When you die and if your spouse remarries, will your spouse's new husband or wife and the stepchildren inherit your children's share of the family inheritance? This may be difficult for some people to think about, but it is something that married couples may want to consider. This is especially true in an era where some people are living much longer lives.
Modern Estate Planning
Once upon a time when Mom or Dad passed away, the surviving spouse lived for a few years with a family member or in a nursing home and then died. Today the typical surviving spouse will live for 20 years or more, often in good health and will want to enjoy life, including marrying a new spouse.
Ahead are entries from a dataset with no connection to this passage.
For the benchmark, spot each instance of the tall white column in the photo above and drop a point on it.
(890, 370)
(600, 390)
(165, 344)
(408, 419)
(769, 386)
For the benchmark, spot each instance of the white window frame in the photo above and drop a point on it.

This often causes distress in the first family because the children may feel that the surviving spouse has "let down" the memory of the deceased Mom or Dad. What's more, the first family may have conflicts with the new spouse over care of the Mom or Dad and the use of the surviving spouse's assets. If the new spouse also has children from a previous marriage, the first family may resent the influence that the stepchildren exercise over their parent.
"The Brady Bunch" makes good TV entertainment but very few "blended families" work out with the harmony of that sitcom. Some people will say "My spouse would never remarry and leave my assets to their new spouse's children." But think about that. You married your spouse because of that person's attractiveness, personality and intelligence. Don't you think that after your passing, another possible mate won't see your spouse's personal charms? Add to that the assets he or she has from your estate and you have a perfect situation for a new matchmaking. And what about the new spouse? Don't you think he or she will want access to your surviving spouse's wealth and to pass it on to their own family?
The Lateral Transfer Of Wealth
This is what we call the "lateral transfer of wealth". It is the source of huge conflicts in our society and in the courts today.
Celebrity Lateral Transfer of Wealth
Remember when Anna Nicole Smith married oilman J. Howard Marshall? He was 89 years old and she was 28 years old when they wed in 1995. He lived for another 13 months. Anna Nicole then inherited Marshall's huge fortune, much to the anger of Howard Marshall's children from his prior marriage. However, there was very little that they could do since Anna Nicole was his wife and his estate plan had not anticipated Howard succumbing to her charms.
Was Anna Nicole a predatory "gold-digger"? We leave that to you to decide. The probate battle has gone up and back from the U.S. Supreme Court. Right now it appears that the Marshall fortune will probably go to Smith's one year-old out-of-wedlock daughter, Dannielynn Birkhead. Stay tuned when more dish comes out.
Family Estate Planning Should Anticipate Second Marriages
What the Anna Nicole Smith-Marshall case illustrates is that family estate planning should anticipate second marriages whether due to death of a spouse or divorce. The estate plan should envision what should happen to the surviving spouse's legacy as well as the children's share upon the remarriage. The only reasonably sure way to control this is through a Trust that continues to monitor the family developments. Even a well-drafted Will cannot deal with these changes in circumstance.
The contents of this article are for information only and is not to be interpreted as legal advice. For personal legal advice you should consult with an attorney who is experienced in probate law or estate planning.